Dans le style la cinéaste reste focalisée sur un style documentaire, l'immersion est d'autant plus authentique. Mais l'ennui s'installe vite, on baille, on souffle et on se demande quand l'histoire va réellement commencer. spoiler: En ville outre la drague du docteur pour l'épouse, le jeu de cache cache avec son amant l'autre il ne se passe quasi rien, aucune évolution dans les relations ni dans les personnages. On espère alors un rebondissement ou un twist en province, mais idem, le côté contemplatif s'accentue, mais rien ne se passe avant le dernier quart d'heure avec deux "twist" aussi ineptes qu'inoffensifs tandis que la question de l'expulsion est tout bonnement occultée. En résumé la réalisatrice-scénariste avait une idée en or mais qu'elle a laissé au statut d'une simple ébauche sans que rien ne soit réellement exploité. Et au final, on se dit que même le titre est plutôt abscon. Reste un magnifique trio d'actrices, quelques instants de grâces et quelques jolis plans. C'est trop peu, juste assez pour une sieste. Dommage... Site : Selenie.fr
Un premier long-métrage de fiction qui prend la forme d’une chronique de vies indiennes contemporaines, captée avec délicatesse, douceur et sensualité.
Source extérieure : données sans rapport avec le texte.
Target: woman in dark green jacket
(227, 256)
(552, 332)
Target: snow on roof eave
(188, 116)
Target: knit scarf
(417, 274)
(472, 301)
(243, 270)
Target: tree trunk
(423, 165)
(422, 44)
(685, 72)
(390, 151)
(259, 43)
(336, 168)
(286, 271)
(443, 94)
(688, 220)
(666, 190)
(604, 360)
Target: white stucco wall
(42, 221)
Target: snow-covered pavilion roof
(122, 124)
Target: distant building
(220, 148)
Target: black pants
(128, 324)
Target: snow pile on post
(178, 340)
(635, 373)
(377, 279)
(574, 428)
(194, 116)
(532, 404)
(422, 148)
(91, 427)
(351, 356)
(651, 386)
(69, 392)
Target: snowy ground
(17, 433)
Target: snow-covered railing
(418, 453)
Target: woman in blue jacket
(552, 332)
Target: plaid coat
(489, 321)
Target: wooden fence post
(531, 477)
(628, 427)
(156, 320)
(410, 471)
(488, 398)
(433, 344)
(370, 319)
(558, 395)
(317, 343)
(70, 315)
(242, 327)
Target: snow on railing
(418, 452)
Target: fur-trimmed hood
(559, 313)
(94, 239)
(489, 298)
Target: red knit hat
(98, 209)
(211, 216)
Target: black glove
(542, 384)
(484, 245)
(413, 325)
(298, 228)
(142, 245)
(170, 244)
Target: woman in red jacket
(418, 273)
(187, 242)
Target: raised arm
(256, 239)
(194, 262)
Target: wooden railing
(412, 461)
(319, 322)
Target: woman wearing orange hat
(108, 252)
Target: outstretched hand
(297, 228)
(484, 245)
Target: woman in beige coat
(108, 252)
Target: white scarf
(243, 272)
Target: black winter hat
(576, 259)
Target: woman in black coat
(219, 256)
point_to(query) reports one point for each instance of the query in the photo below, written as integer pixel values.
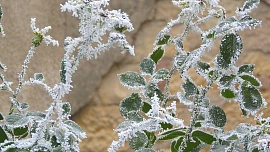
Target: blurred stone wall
(101, 115)
(97, 91)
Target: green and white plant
(36, 131)
(150, 113)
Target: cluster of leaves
(150, 118)
(23, 130)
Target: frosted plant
(35, 131)
(150, 113)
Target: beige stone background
(97, 91)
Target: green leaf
(160, 75)
(246, 68)
(189, 88)
(63, 71)
(251, 98)
(166, 126)
(132, 80)
(39, 77)
(171, 134)
(139, 141)
(230, 48)
(227, 93)
(37, 39)
(1, 116)
(226, 81)
(204, 137)
(21, 131)
(130, 104)
(75, 128)
(151, 89)
(217, 116)
(176, 144)
(66, 108)
(145, 150)
(3, 135)
(146, 107)
(157, 54)
(147, 66)
(16, 120)
(164, 40)
(254, 81)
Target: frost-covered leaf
(246, 68)
(202, 67)
(251, 79)
(63, 71)
(248, 21)
(220, 62)
(134, 116)
(230, 48)
(217, 116)
(151, 138)
(203, 136)
(132, 80)
(179, 60)
(39, 77)
(164, 40)
(37, 39)
(147, 66)
(2, 66)
(36, 115)
(189, 146)
(227, 93)
(21, 131)
(226, 81)
(40, 148)
(165, 125)
(249, 5)
(1, 116)
(171, 134)
(75, 128)
(151, 89)
(3, 135)
(189, 88)
(57, 138)
(66, 108)
(124, 124)
(251, 98)
(161, 74)
(16, 120)
(146, 107)
(145, 150)
(139, 141)
(157, 54)
(130, 104)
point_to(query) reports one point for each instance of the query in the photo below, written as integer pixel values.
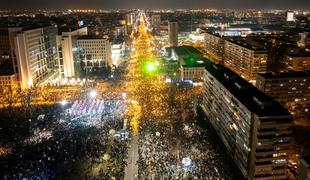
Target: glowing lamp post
(93, 94)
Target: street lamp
(64, 102)
(93, 94)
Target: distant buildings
(244, 57)
(95, 51)
(254, 128)
(173, 33)
(291, 89)
(304, 168)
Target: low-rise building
(255, 129)
(291, 89)
(298, 61)
(191, 62)
(214, 47)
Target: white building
(34, 55)
(96, 51)
(66, 43)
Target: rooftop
(298, 53)
(90, 37)
(247, 43)
(289, 74)
(252, 98)
(184, 50)
(191, 62)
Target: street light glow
(93, 94)
(64, 102)
(150, 67)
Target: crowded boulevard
(170, 139)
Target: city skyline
(148, 4)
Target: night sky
(154, 4)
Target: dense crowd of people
(61, 147)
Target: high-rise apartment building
(245, 57)
(96, 51)
(291, 89)
(255, 129)
(36, 57)
(68, 51)
(173, 33)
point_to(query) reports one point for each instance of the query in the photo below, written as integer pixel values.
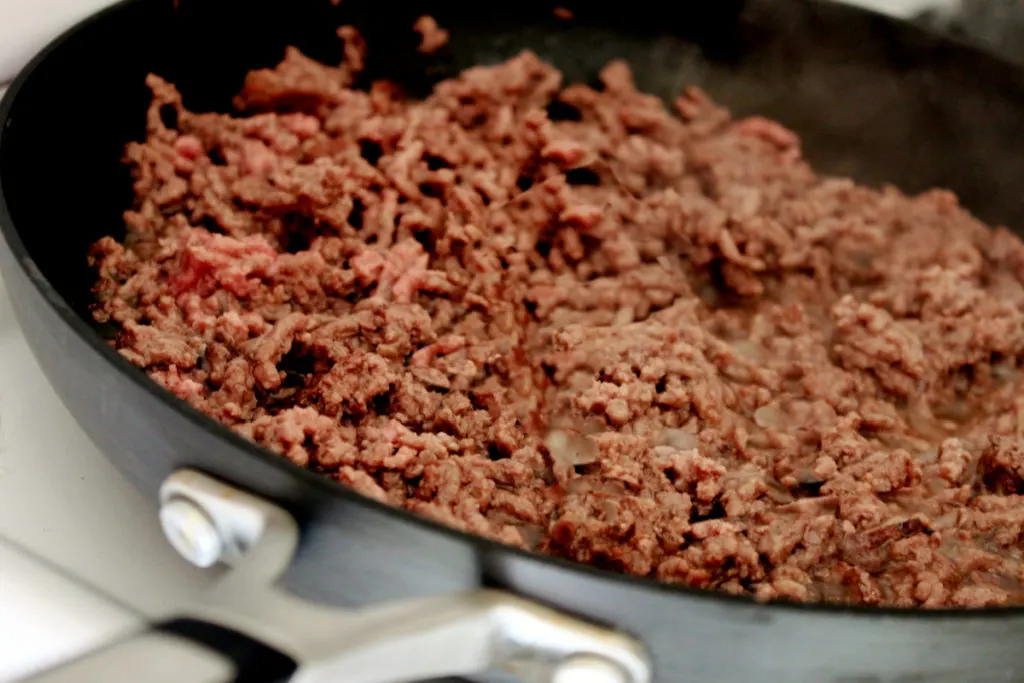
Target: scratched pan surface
(871, 97)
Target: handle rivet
(588, 669)
(190, 531)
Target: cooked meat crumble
(572, 321)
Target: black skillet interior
(872, 98)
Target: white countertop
(62, 505)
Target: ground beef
(569, 319)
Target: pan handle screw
(588, 669)
(190, 531)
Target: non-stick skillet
(367, 593)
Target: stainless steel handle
(467, 634)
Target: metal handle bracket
(466, 634)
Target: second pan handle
(250, 631)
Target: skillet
(872, 98)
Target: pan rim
(304, 477)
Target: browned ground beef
(572, 321)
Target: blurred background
(998, 25)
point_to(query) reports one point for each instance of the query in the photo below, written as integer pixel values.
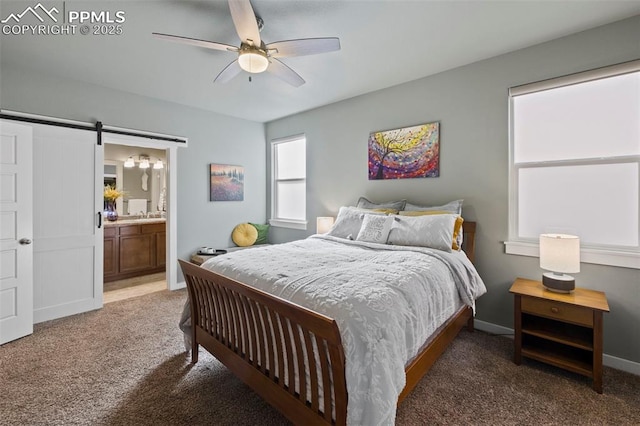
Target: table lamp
(559, 254)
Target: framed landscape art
(405, 153)
(226, 182)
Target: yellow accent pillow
(244, 235)
(457, 228)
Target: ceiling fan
(254, 56)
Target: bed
(349, 358)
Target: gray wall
(471, 104)
(213, 138)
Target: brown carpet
(126, 365)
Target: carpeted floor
(126, 365)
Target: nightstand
(564, 330)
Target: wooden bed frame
(266, 341)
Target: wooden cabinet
(132, 250)
(110, 263)
(560, 329)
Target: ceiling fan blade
(245, 21)
(195, 42)
(285, 73)
(303, 46)
(228, 72)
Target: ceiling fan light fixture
(253, 60)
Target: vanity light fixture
(144, 162)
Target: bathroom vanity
(134, 247)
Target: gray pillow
(363, 203)
(348, 222)
(452, 207)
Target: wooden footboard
(267, 342)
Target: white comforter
(387, 300)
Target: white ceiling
(384, 43)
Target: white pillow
(348, 222)
(375, 228)
(433, 231)
(453, 207)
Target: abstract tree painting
(405, 153)
(226, 182)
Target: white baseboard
(608, 360)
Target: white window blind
(575, 163)
(289, 187)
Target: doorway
(134, 237)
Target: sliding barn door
(16, 235)
(67, 195)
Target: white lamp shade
(324, 224)
(560, 253)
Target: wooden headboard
(469, 239)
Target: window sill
(289, 223)
(620, 258)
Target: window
(575, 163)
(289, 182)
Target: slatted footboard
(291, 356)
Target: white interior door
(16, 231)
(68, 175)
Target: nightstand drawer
(559, 311)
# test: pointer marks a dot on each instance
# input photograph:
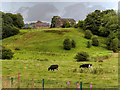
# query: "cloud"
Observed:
(43, 12)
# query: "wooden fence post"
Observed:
(18, 80)
(43, 84)
(32, 82)
(68, 84)
(81, 85)
(11, 82)
(91, 86)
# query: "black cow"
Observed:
(85, 65)
(52, 67)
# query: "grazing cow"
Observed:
(52, 67)
(86, 66)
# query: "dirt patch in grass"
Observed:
(51, 54)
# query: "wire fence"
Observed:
(11, 82)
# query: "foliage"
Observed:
(80, 23)
(82, 56)
(93, 22)
(111, 41)
(88, 44)
(67, 25)
(73, 43)
(7, 53)
(95, 41)
(72, 24)
(67, 44)
(75, 25)
(11, 23)
(101, 23)
(88, 34)
(115, 45)
(53, 21)
(64, 24)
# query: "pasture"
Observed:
(38, 49)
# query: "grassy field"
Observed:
(41, 48)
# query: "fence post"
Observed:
(43, 84)
(78, 86)
(11, 82)
(26, 83)
(32, 82)
(8, 81)
(81, 85)
(18, 80)
(68, 84)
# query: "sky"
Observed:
(44, 11)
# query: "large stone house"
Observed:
(40, 24)
(60, 21)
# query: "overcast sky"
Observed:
(44, 11)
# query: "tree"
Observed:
(67, 44)
(7, 53)
(53, 21)
(93, 22)
(80, 23)
(115, 45)
(88, 44)
(75, 26)
(95, 41)
(82, 56)
(73, 44)
(88, 34)
(9, 31)
(67, 25)
(64, 24)
(72, 24)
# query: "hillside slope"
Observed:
(48, 44)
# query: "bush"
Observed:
(73, 44)
(9, 31)
(88, 34)
(95, 41)
(64, 24)
(82, 56)
(88, 44)
(115, 45)
(7, 53)
(80, 23)
(67, 44)
(75, 25)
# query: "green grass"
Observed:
(36, 45)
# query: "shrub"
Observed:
(88, 34)
(67, 44)
(7, 53)
(64, 24)
(88, 44)
(17, 48)
(67, 25)
(73, 44)
(95, 41)
(82, 56)
(115, 45)
(75, 25)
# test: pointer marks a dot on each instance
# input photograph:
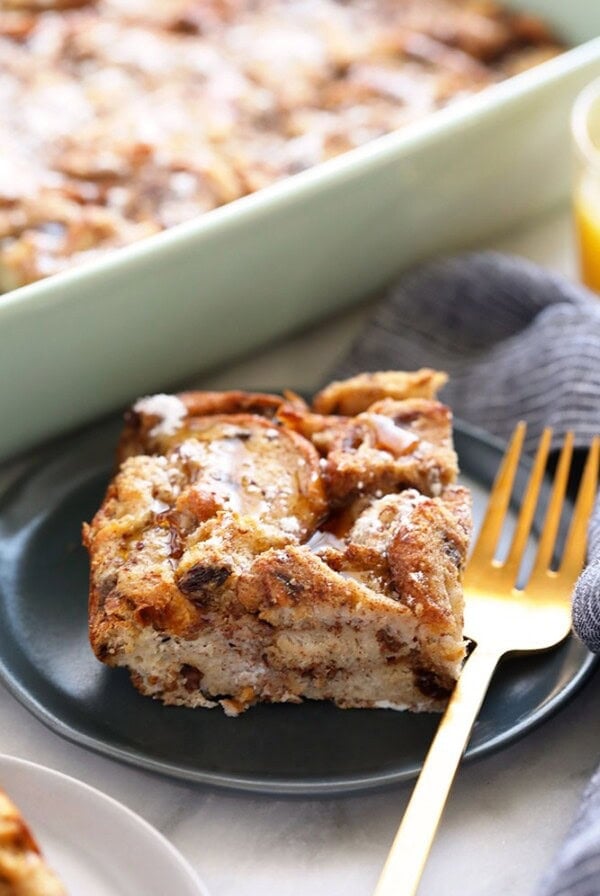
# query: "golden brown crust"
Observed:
(350, 397)
(247, 527)
(23, 871)
(122, 118)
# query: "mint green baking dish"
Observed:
(81, 343)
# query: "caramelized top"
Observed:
(269, 503)
(124, 117)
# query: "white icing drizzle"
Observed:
(170, 410)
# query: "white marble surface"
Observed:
(507, 812)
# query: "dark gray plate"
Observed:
(46, 662)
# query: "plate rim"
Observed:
(158, 839)
(281, 785)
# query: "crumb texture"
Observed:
(121, 118)
(252, 548)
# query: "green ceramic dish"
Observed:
(87, 341)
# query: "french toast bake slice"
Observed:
(23, 871)
(251, 548)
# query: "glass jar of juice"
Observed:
(586, 197)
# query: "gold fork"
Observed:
(499, 618)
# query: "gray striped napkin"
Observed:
(518, 343)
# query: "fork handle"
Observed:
(405, 863)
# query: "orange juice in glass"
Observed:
(586, 197)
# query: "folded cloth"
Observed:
(519, 343)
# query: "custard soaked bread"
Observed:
(23, 871)
(251, 548)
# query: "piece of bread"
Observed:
(253, 549)
(121, 118)
(23, 871)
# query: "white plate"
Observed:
(97, 846)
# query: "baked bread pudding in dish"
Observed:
(121, 118)
(23, 871)
(252, 548)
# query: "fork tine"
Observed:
(527, 513)
(574, 552)
(500, 497)
(555, 505)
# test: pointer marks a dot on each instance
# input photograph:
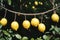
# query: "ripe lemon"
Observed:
(35, 22)
(15, 25)
(55, 17)
(26, 24)
(3, 21)
(40, 3)
(41, 27)
(36, 2)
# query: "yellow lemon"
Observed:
(33, 7)
(40, 3)
(36, 2)
(26, 24)
(15, 25)
(41, 27)
(35, 22)
(55, 17)
(3, 21)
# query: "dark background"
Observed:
(19, 6)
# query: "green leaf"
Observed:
(2, 39)
(38, 39)
(57, 38)
(6, 33)
(32, 38)
(9, 2)
(53, 32)
(45, 37)
(0, 26)
(52, 27)
(18, 36)
(56, 29)
(25, 38)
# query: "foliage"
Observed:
(53, 29)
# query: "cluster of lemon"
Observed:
(34, 22)
(26, 24)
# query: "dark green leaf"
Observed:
(18, 36)
(6, 33)
(32, 38)
(45, 37)
(9, 2)
(52, 27)
(2, 39)
(53, 32)
(0, 26)
(25, 38)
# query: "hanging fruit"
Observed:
(15, 25)
(41, 27)
(26, 24)
(35, 22)
(3, 21)
(36, 2)
(55, 17)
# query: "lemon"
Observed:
(55, 17)
(3, 21)
(35, 22)
(36, 2)
(15, 25)
(40, 3)
(41, 27)
(26, 24)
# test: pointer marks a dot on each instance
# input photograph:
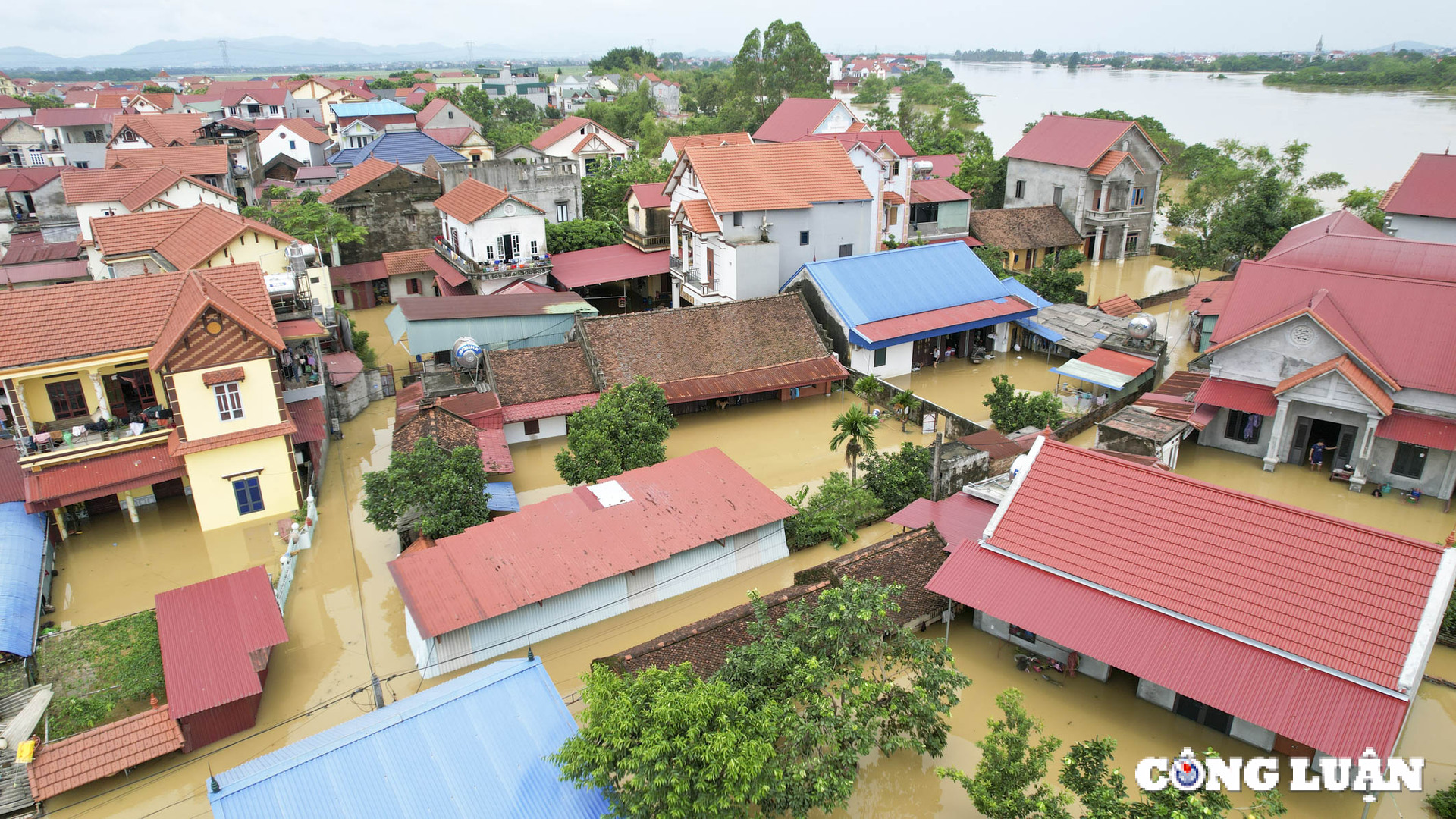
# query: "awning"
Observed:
(1253, 398)
(1423, 430)
(503, 496)
(1312, 707)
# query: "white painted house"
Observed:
(746, 218)
(585, 556)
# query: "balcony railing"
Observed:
(647, 241)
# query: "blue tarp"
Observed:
(473, 746)
(503, 497)
(22, 553)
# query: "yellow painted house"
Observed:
(124, 391)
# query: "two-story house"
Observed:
(120, 191)
(585, 142)
(746, 218)
(490, 235)
(1421, 205)
(1103, 174)
(131, 390)
(1315, 346)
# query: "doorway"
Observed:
(1338, 439)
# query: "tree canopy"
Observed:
(626, 428)
(441, 493)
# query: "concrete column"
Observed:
(1363, 453)
(101, 395)
(1276, 436)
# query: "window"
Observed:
(67, 400)
(249, 494)
(1410, 461)
(1244, 428)
(229, 401)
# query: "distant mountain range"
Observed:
(270, 52)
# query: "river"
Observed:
(1370, 137)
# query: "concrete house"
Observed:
(734, 237)
(890, 312)
(1103, 174)
(1315, 346)
(585, 142)
(1423, 205)
(654, 534)
(1075, 566)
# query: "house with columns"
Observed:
(1316, 346)
(1103, 174)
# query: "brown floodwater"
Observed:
(346, 617)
La réalisatrice envisage le quotidien de trois femmes bridées dans leurs aspirations, en quête d’une liberté d’aimer, de désirer, ou simplement d’un lieu pour vivre dignement. Trois femmes qui prennent leur vie en main, face à certains codes et préjugés sociaux, entre tradition et modernité. Se dessine une sororité nourrie d’un féminisme discret, tournée vers l’ouverture du cœur, l’ouverture à la beauté (jolie séquence finale, d’une humanité chaleureuse et réconfortante). Le film sonde ainsi des états d’âme, tout en prenant le pouls d’un pays, en observant des flux de vie diamétralement opposés, entre une ville grouillante, obscure, pluvieuse, et un village côtier, solaire, calme. La réalisation, la photo et l’interprétation sont en harmonie. Seule la séquence de l’homme rejeté par la mer, qui tend à l’onirisme, apparaît un peu maladroite et discordante dans le réalisme ambiant. Petit bémol d’une partition globalement convaincante, qui touche par sa sensibilité et son humilité.